Release Date: 15 October 2010
For the most things really do get better with age. New ideas come along that introduce us to new ways of looking at and/or enjoying the world. But, us humans being who we are, just as inevitably someone will quickly come along, take that innovation, and apply to banal, unimportant means that we would all be better off without. It’s a necessary part of the idea life-cycle, like getting measles or the mumps for the first time. It’s unpleasant to go through, but if the idea comes out successfully on the other side it should be here to stay.
Thus, “Jackass.” In 3D.
There’s this Icelandic shark dish, Hákarl, which requires the meat to ferment in a hole in the ground for six weeks or so, before being hung up and aged for a few months. By all accounts its one of the foulest tasting things on Earth; eating it is more of a test of character than anything else. Watching “Jackass” is a lot like that.

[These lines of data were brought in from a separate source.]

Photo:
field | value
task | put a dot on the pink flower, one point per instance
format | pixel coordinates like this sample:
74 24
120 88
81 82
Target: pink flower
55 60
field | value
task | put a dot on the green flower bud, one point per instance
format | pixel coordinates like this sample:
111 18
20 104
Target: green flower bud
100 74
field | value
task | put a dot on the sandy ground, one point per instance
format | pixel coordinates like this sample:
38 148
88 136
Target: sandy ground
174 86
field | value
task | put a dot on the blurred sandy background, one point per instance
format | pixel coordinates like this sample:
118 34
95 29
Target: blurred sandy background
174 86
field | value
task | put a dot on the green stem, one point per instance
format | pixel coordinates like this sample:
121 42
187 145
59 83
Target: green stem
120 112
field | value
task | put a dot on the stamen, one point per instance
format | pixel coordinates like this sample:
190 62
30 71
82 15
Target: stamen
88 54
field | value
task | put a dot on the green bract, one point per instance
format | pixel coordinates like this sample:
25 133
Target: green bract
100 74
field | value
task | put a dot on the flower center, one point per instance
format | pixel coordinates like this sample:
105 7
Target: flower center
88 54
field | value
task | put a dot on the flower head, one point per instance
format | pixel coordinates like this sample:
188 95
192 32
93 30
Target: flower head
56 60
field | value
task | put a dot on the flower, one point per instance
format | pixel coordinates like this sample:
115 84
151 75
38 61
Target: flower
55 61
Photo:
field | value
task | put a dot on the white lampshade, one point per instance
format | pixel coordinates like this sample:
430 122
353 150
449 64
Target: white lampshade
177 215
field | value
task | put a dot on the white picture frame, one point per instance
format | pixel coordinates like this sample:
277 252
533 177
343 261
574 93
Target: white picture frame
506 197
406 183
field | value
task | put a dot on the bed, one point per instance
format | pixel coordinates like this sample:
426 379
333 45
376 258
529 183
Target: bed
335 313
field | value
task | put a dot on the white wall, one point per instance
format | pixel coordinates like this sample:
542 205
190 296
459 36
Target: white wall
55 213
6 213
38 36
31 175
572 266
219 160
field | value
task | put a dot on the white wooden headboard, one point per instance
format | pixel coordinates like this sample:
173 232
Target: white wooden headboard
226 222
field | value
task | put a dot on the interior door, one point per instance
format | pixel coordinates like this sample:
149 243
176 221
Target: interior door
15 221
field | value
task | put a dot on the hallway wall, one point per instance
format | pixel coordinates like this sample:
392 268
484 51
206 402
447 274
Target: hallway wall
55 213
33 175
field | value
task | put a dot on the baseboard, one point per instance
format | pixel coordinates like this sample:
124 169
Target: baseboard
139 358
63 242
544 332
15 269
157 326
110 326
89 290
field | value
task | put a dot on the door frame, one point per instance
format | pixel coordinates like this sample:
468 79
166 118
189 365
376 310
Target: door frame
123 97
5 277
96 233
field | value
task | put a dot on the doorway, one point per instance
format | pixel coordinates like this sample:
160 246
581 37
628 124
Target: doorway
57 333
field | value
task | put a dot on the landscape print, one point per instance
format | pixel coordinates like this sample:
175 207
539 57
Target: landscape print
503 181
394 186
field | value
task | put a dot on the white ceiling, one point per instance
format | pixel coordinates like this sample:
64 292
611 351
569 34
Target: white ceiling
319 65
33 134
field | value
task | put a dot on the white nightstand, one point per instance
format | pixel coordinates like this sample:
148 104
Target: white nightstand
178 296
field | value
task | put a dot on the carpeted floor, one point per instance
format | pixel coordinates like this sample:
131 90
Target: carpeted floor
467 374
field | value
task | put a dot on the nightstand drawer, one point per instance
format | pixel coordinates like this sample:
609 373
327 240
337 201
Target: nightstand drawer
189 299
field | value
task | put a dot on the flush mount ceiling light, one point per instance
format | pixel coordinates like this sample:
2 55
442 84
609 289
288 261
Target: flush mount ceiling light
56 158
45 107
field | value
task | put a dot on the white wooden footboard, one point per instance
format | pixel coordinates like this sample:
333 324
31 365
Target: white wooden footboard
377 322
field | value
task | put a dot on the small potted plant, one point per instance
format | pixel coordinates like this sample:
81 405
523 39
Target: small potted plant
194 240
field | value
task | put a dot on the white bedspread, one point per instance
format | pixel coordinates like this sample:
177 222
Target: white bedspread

It’s been ten years since the franchise first appeared on MTV so the layout should be pretty familiar to everyone. Actor Johnny Knoxville and his gang of stuntmen/circus freaks put themselves in situations of extreme physical danger and then react with surprise and dismay when they get hurt. In between they put on various gags and pranks often with an eye towards making their own film crew vomit. And repeat for about 90 minutes.
There’s also something desperate at work in the newest version as well. None of our hosts are spring chickens who can get away with shocking each other with cattle prods physically and emotionally. Middle-age is beginning to beckon and the site of middle-aged men having footballs kicked in their face isn’t going to be funny. So they go into the breach one more time, with the dawning realization that the thing that made them successful (and if this is success I’d hate to see failure) in the first place has also become all they’re good for, and that not much longer.
It’s usually at these moments when a certain amount of existential truth begins to seep out, such as early in the film when Steve-O – about to be hit in the groin with at T-Ball – admits he’s beginning to hate being Steve-O.
But for just a little while longer, “Jackass” is going to be successful. The general inexpense of these things – clumsy adaptation into 3D aside (there are only two stunts set up in such a way to take advantage of it) – guarantees that it will be successful as long as there are boys who want to see the fantasy’s of six-year-olds played out for real.
It says something (I’m not sure what, but something) about civilization that we can have this group of individuals who, at any other point in history, would surely have died from an inability to fend for themselves. Now, with those sorts of concerns no longer needing the time or manpower they once did, these people have actually managed to move from the bottom to the top of the food chain by celebrating that lack of survival instinct.
So. “Jackass.” In 3D. That’s progress.